Kadaré encontra a ficção pronta no cotidiano albanês
NELSON ASCHER
COLUNISTA DA FOLHA
A Albânia , um dos menores
e seguramente o mais atrasado dos países europeus, depois de
uma história rocambolesca e sanguinariamente balcânica, fechou-se, conduzida por seu líder Enver
Hodja, num isolacionismo quase
absoluto que durou décadas. O
regime comunista estabelecido
no final da Segunda Guerra Mundial se opôs primeiro ao da Iugoslávia vizinha, rompeu em seguida
com o da União Soviética e cortou
finalmente seus vínculos com a
China. O que lhe permitiu fazê-lo
foi sua posição geográfica e irrelevância estratégica.

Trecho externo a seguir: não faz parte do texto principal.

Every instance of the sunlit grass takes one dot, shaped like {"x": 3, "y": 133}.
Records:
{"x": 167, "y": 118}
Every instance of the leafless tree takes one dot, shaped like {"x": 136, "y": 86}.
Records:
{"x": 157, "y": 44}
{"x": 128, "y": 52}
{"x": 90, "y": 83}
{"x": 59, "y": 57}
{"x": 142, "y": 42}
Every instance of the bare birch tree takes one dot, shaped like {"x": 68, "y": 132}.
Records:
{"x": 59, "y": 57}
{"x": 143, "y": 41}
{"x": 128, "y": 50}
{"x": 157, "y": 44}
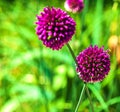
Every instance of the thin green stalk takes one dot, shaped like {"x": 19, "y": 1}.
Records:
{"x": 72, "y": 53}
{"x": 89, "y": 97}
{"x": 85, "y": 85}
{"x": 80, "y": 98}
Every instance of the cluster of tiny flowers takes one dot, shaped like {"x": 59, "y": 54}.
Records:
{"x": 74, "y": 5}
{"x": 54, "y": 27}
{"x": 93, "y": 64}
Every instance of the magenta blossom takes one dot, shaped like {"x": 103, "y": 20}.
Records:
{"x": 93, "y": 64}
{"x": 54, "y": 27}
{"x": 74, "y": 5}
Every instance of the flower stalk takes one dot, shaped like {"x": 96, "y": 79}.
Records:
{"x": 80, "y": 98}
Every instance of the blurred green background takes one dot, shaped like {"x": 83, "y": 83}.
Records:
{"x": 34, "y": 78}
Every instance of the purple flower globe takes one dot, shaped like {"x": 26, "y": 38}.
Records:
{"x": 93, "y": 64}
{"x": 74, "y": 5}
{"x": 54, "y": 27}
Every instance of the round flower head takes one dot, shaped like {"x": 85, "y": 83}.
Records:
{"x": 54, "y": 27}
{"x": 93, "y": 64}
{"x": 74, "y": 5}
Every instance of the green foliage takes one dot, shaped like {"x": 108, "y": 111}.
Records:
{"x": 34, "y": 78}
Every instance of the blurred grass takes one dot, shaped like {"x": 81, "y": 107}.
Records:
{"x": 35, "y": 78}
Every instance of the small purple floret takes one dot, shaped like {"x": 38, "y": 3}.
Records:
{"x": 74, "y": 5}
{"x": 54, "y": 27}
{"x": 94, "y": 64}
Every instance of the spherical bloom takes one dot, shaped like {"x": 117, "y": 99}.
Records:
{"x": 74, "y": 5}
{"x": 55, "y": 27}
{"x": 93, "y": 64}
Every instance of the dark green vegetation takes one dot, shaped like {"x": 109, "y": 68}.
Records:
{"x": 34, "y": 78}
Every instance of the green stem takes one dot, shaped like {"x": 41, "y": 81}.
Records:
{"x": 89, "y": 97}
{"x": 85, "y": 85}
{"x": 72, "y": 53}
{"x": 80, "y": 98}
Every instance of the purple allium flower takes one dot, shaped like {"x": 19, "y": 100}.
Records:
{"x": 55, "y": 27}
{"x": 93, "y": 64}
{"x": 74, "y": 5}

A combinação de atraso, idéias
utópicas e isolamento a transformou num paradoxo vivo: uma sociedade arcaica que se julgava a
vanguarda do progresso. Do ditador ao mais humilde súdito, todos
viviam nesse mundo de fantasia,
uma fantasia que seguiu sendo levada a sério mesmo quando os
habitantes das outras nações comunistas já eram capazes de ler
sem esforço os fatos nas entrelinhas dos discursos oficiais.

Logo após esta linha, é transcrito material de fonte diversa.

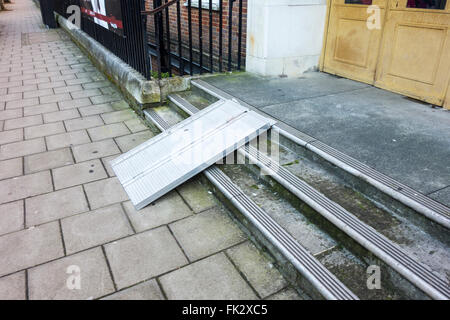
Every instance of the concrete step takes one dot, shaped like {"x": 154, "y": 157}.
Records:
{"x": 380, "y": 188}
{"x": 322, "y": 281}
{"x": 397, "y": 260}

Ismail Kadaré encontrou a ficção pronta no dia-a-dia de sua Albânia natal e, começando a escrever ainda sob a ditadura, converteu-se no principal cronista desse
prolongado jogo de espelhos. De
início, e por razões óbvias, ele preferiu tematizar o passado seguro,
mas, mesmo quando o abordava,
o que mais o atraía era a fantasmagoria, os limites tênues entre o
real e o modo como um regime
tão totalitário quanto primitivo o
apresentava e representava.
"Vida, Jogo e Morte de Lul Mazrek", escrito entre 2001 e 2002, ou
seja, quando o antigo regime estava devidamente enterrado, retrata
exatamente sob esse prisma os
anos crepusculares da ditadura.
Não é à toa que seu protagonista é
um rapaz provinciano que acaba
de ser rejeitado pela escola de artes dramáticas da capital. Antes
de ter tempo de afundar em sua
frustração, ele é convocado para o
serviço militar. Por sorte, acaba
sendo enviado a um posto de
fronteira nas vizinhanças do mais
elegante balneário, ao sul do país.
Sua tarefa, a de impedir que
seus conterrâneos fujam para a
Grécia, algo que o ditador idoso e
doente toma como ofensa pessoal, é recompensada pela possibilidade de visitar o balneário, beber café expresso, conhecer belas
garotas. Ele acaba se envolvendo
com uma jovem espiã ou delatora
vinda de Tirana cujo trabalho
consiste em usar seu corpo para
descobrir, entre os veranistas,
quais são os que planejam fugir.
E, para continuar sua ligação com
ela, Mazrek aceita também participar de trama destinada a desencorajar os fugitivos potenciais.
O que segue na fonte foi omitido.